Likewise, the firm’s unfinished Pascua-Lama gold, silver, and copper mine on the Argentina-Chile border has been repeatedly hit by protests and environmental sanctions. In October 2013, Chile issued Barrick a $16 million fine over 23 environmental violations committed at the Pascua-Lama project, while also ordering the suspension of any mining. Another court later revoked the fine, but the firm plead guilty to 22 of the charges. And in April Chile’s environmental watchdogfiled 10 new charges, accusing Barrick of not following environmental requirements at the Pascua-Lama site. Last week the firm confirmed it was suspending the Pascua-Lama project to cut costs, although it might be re-opened in the future if prices of the precious metals bounce back.
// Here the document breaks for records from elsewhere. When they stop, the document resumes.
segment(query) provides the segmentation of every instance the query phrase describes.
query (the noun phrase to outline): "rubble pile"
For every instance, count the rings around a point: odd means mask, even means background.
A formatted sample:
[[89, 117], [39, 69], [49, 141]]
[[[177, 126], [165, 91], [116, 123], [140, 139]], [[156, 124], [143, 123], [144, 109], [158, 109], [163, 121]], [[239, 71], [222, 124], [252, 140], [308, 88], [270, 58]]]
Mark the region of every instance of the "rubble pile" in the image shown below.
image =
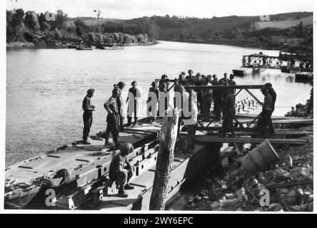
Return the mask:
[[[191, 194], [186, 209], [214, 211], [313, 211], [313, 135], [303, 146], [276, 148], [280, 160], [266, 172], [243, 170], [242, 153], [232, 147], [221, 155], [223, 176], [204, 180], [203, 189]], [[268, 190], [266, 195], [266, 190]], [[266, 200], [261, 197], [268, 197]]]

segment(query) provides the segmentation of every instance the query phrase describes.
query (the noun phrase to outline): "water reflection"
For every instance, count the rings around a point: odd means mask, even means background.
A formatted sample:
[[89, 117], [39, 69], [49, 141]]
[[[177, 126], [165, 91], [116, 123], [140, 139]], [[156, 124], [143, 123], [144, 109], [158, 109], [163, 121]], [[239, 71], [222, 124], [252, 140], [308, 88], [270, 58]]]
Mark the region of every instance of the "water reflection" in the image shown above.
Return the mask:
[[[192, 69], [196, 74], [230, 74], [241, 65], [243, 55], [263, 51], [227, 46], [161, 42], [151, 46], [127, 47], [119, 51], [72, 49], [25, 49], [6, 52], [6, 162], [12, 163], [39, 152], [52, 150], [81, 138], [81, 102], [89, 88], [96, 113], [91, 133], [104, 130], [106, 113], [103, 105], [113, 85], [136, 81], [147, 93], [154, 78], [166, 74], [178, 78]], [[267, 69], [258, 75], [235, 78], [237, 84], [271, 82], [277, 94], [276, 106], [295, 105], [309, 98], [311, 86], [294, 82], [289, 74]], [[128, 89], [124, 90], [126, 97]], [[260, 100], [263, 95], [252, 91]], [[146, 96], [145, 96], [146, 97]], [[249, 95], [241, 92], [238, 100]], [[144, 107], [146, 98], [142, 102]], [[288, 108], [276, 108], [283, 115]]]

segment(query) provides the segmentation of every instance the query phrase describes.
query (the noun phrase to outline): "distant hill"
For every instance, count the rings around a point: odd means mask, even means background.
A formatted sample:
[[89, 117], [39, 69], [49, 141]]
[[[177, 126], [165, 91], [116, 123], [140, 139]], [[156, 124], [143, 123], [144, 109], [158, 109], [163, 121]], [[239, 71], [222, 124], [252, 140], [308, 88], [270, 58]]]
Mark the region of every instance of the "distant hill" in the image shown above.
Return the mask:
[[313, 20], [313, 16], [310, 16], [296, 20], [259, 21], [254, 23], [253, 28], [256, 30], [263, 29], [266, 28], [278, 28], [286, 29], [297, 26], [301, 23], [301, 21], [303, 22], [303, 26], [312, 26]]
In any case, suspension does not excuse Barrick from maintaining environmental safeguards in the existing site.
Many residents of Jáchal are calling for Veladero to be closed, but that is unlikely, particularly with tighter safeguards put in place. The bottom line is that it remains one of the largest gold mines in Argentina — producing 722,000 ounces of gold in 2014 – and it provides almost 2,000 jobs, as well as royalties to the province and the federal government.
In any case, the end goal should not be zero mining, but rather strictly-accountable mining in limited areas with high standards for safety, environmental protection, and respect for local communities.